Parallel Hidden Markov Model for Sleep State Inference

Parallelized wrapper for HMMbehavr that processes multiple individuals simultaneously using multiple CPU cores. This function provides significant speed improvements for large datasets while maintaining identical output to the serial version.

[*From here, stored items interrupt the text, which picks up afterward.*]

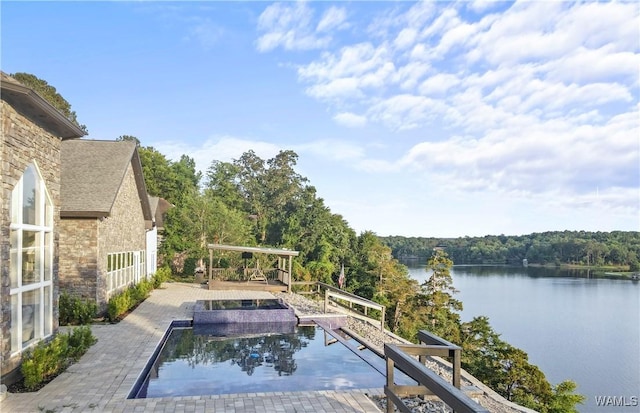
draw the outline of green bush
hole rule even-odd
[[[163,282],[169,281],[171,279],[171,268],[162,267],[156,271],[156,274],[153,276],[153,287],[160,288]]]
[[[129,287],[131,294],[131,303],[136,305],[149,297],[149,293],[153,290],[153,281],[141,280],[138,284]]]
[[[131,293],[127,288],[124,291],[114,294],[109,298],[107,304],[107,318],[110,321],[117,321],[118,317],[126,313],[131,308]]]
[[[74,328],[67,334],[58,334],[50,342],[40,342],[22,358],[24,385],[29,390],[57,376],[76,362],[96,342],[91,328]]]
[[[184,267],[182,268],[182,276],[188,277],[193,276],[196,272],[196,267],[198,266],[198,258],[188,257],[184,260]]]
[[[68,336],[69,352],[67,355],[72,361],[80,360],[80,357],[97,341],[89,326],[74,328],[68,333]]]
[[[60,295],[60,325],[89,324],[97,313],[98,306],[93,301],[69,294]]]
[[[152,279],[141,280],[135,285],[114,294],[107,303],[107,318],[111,322],[118,321],[120,317],[149,297],[155,281]]]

Each individual's data is processed independently in parallel, making this approach ideal for experiments with many animals. The function automatically handles cluster setup and cleanup.

Usage

HMMbehavrFast(behavtbl, it = 100, n_cores = 4, ldcyc = NULL)

Arguments

behavtbl

A behavr table containing behavioral data for multiple individuals. See HMMbehavr for required columns.

it

Integer (>= 100) specifying the number of HMM fitting iterations per individual per day. Default: 100. See HMMbehavr for details.

n_cores

Integer specifying the number of CPU cores to use for parallel processing. Default: 4.

Recommendations:

Leave 1-2 cores free for system operations
On HPC: request cores matching this parameter
Typical desktop: use 2-4 cores
Check available cores: parallel::detectCores()

ldcyc

Numeric specifying light phase duration in hours. If NULL (default), assumes 12-hour light phase. See HMMbehavr for details.

Value

A list containing two data frames with combined results from all individuals:

TimeSpentInEachState: Time spent in each state for all individuals
VITERBIDecodedProfile: HMM-inferred state profiles for all individuals

See HMMbehavr for detailed description of output structure.

Details

Parallelization Strategy

The function:

Splits data by individual ID
Creates a parallel cluster with n_cores workers
Distributes individuals across workers
Each worker runs HMMbehavr independently
Combines results after all workers complete
Automatically cleans up cluster

Performance Considerations

Speedup: Near-linear with number of cores (e.g., 4x faster with 4 cores)
Memory: Each worker needs enough RAM for one individual's data
Overhead: Setup time ~1-2 seconds; only beneficial for >5-10 individuals
Progress: No progress bar (runs silently in parallel)

Timing Comparison

For 32 individuals, 3 days each, it=100:

Serial (HMMbehavr): ~160 seconds
4 cores (HMMbehavrFast): ~45 seconds
8 cores: ~25 seconds

Error Handling

If any individual fails to process, that individual returns NULL and is excluded from the final results. Other individuals continue processing normally.

Examples

if (FALSE) { # \dontrun{
# Basic parallel processing with 4 cores
hmm_results <- HMMbehavrFast(
  behavtbl = processed_data,
  n_cores = 4
)

# Use more cores for large dataset
hmm_results <- HMMbehavrFast(
  behavtbl = processed_data,
  it = 200,
  n_cores = 8,
  ldcyc = 12
)

# Check available cores first
available_cores <- parallel::detectCores()
use_cores <- max(1, available_cores - 2)  # Leave 2 for system

hmm_results <- HMMbehavrFast(
  behavtbl = processed_data,
  n_cores = use_cores
)

# Results structure identical to HMMbehavr
time_in_states <- hmm_results$TimeSpentInEachState
state_profile <- hmm_results$VITERBIDecodedProfile
} # }